But while Hong Kong has long been the Emporium of the East (as Rudyard Kipling once said: "When you come to these parts, head straight to a bank, and deposit all your money. Tell the manager man to give you any, however much you ask. So shall you be saved from bankruptcy when you come to Hong Kong."), Lane Crawford has not always been the purveyor of finery to Hong Kong's high and mighty. The people at Lane Crawford must have realized this, which must be why they've left the company history conveniently out of their website.
In fact, in 1850, Thomas Ash Lane and Ninian Crawford set up a store that sold hard tack biscuits out of a matshed. Yes, that's right, for those of you less aware of the finer points of squatter building construction, a matshed is a hut made of rush mats covering a frame made of bamboo. Lane was a minor government clerk and Crawford was a retail shop assistant. The two made a business out of selling bread that would last for months-long, grueling sea voyages (indeed, they supplied the gruel).

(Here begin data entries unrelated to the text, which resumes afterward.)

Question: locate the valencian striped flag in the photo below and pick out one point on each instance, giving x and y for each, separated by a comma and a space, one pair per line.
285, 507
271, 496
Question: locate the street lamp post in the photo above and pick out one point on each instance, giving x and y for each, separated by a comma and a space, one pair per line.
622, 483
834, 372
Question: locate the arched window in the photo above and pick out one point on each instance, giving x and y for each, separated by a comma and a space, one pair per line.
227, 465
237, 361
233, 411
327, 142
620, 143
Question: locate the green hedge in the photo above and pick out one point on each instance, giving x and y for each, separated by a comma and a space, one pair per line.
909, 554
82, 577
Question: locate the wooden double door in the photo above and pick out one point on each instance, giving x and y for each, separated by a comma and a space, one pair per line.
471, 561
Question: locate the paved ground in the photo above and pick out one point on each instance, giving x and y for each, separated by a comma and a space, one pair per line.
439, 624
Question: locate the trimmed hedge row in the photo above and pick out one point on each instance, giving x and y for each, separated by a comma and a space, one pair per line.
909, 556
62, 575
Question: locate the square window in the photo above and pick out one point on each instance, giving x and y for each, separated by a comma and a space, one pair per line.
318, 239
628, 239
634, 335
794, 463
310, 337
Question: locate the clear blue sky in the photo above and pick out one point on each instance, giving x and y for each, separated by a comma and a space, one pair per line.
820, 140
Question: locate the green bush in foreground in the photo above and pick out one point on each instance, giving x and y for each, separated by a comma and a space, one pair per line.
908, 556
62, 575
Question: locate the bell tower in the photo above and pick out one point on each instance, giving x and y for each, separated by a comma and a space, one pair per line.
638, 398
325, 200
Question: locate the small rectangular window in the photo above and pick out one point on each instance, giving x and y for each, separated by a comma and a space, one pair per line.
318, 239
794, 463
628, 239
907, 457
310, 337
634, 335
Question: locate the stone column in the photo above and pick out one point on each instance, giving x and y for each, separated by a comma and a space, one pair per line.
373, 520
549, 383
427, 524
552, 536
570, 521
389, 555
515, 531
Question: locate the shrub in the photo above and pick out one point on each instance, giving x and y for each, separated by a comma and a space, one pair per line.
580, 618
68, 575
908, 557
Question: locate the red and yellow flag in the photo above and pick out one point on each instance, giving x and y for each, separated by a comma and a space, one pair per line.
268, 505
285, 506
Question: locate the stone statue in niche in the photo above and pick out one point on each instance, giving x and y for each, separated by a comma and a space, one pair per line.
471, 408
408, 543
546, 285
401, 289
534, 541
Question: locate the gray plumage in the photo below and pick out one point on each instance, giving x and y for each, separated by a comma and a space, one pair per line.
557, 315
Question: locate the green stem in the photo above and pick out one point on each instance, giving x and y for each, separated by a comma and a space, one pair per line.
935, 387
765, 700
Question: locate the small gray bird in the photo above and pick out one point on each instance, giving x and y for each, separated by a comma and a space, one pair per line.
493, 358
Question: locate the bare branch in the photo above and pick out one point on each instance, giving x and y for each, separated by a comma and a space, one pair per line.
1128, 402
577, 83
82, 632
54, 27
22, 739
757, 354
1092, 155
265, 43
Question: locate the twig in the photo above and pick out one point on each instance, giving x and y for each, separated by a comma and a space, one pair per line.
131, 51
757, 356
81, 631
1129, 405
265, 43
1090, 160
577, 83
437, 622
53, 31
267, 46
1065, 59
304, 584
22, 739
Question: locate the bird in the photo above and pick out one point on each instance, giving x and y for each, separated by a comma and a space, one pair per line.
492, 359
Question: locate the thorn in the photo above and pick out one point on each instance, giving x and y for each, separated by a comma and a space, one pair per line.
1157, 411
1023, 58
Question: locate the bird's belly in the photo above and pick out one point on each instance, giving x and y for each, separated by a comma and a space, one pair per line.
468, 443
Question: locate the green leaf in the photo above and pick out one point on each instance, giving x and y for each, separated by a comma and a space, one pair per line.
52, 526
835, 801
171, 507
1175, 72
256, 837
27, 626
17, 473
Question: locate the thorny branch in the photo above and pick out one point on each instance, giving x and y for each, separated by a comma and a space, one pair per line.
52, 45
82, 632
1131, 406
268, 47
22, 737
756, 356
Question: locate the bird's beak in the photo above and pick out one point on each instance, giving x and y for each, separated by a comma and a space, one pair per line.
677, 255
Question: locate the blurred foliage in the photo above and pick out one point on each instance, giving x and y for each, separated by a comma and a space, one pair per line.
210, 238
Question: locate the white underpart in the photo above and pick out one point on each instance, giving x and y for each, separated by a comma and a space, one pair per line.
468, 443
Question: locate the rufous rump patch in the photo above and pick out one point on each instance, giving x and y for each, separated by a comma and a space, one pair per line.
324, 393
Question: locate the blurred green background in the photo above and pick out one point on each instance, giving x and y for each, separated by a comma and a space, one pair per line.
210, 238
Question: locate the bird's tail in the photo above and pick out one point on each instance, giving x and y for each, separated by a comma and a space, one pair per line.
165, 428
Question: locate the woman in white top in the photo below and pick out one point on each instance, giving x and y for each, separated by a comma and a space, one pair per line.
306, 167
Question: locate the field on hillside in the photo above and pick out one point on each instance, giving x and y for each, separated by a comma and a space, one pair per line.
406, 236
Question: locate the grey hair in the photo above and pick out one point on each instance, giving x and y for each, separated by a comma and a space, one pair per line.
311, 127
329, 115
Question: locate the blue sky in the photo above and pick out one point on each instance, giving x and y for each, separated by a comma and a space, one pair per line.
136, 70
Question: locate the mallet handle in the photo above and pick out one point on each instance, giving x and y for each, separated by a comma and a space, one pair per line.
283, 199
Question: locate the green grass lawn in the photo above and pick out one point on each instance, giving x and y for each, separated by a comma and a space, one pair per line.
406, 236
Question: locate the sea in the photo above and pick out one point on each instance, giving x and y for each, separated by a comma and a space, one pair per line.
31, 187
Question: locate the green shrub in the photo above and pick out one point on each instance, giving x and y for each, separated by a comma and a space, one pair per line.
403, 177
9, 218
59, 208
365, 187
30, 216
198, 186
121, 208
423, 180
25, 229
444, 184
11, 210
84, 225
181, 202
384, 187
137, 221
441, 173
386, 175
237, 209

This became an unexpectedly good business after the bread from the Chinese E. Sing bakery was laced heavily with arsenic, almost poisoning the entire expatriate population (Chinese didn't eat bread) had not the dosage been so strong that it induced vomiting. Lane and Crawford set up a full scale bakery of their own, and along with other bakers like Dorabjee Nowrojee (of Star Ferry and Hong Kong Hotel fame) made loads of money selling bread to both sailors and to Hong Kong residents. The ships they used to deliver bread became a good side transport venture.
Their business, from humble beginnings in a hut, were flush enough to build a 6-storey department store opposite Alexandra House in 1905, in a building purpose designed by architects Leigh and Orange. Anything was said to be available, from a 'pin to an anchor.' According to local historian Dan Waters:
"In the last decade of the twentieth century, Lane Crawfords caters for the affluent local community, and the emphasis is still on quality. The staff are mainly Chinese. This contrasts with a Lane Crawford staff group photograph taken in 1904, of European shop assistants and floor walkers, on a beach. The 33 members mostly wore long, one-piece swimming costumes [and no, they weren't Speedos! - Ed.], and several sported walrus moustaches."
So, the next time you stroll through one of Lane Crawford's temples to Hong Kong consumerism (including new branches in Shanghai, Hangzhou and Harbin), it may amuse you to think of sweaty huts and impressive displays of facial hair. Or not. Suit yourself (or they'll do it for you, haha).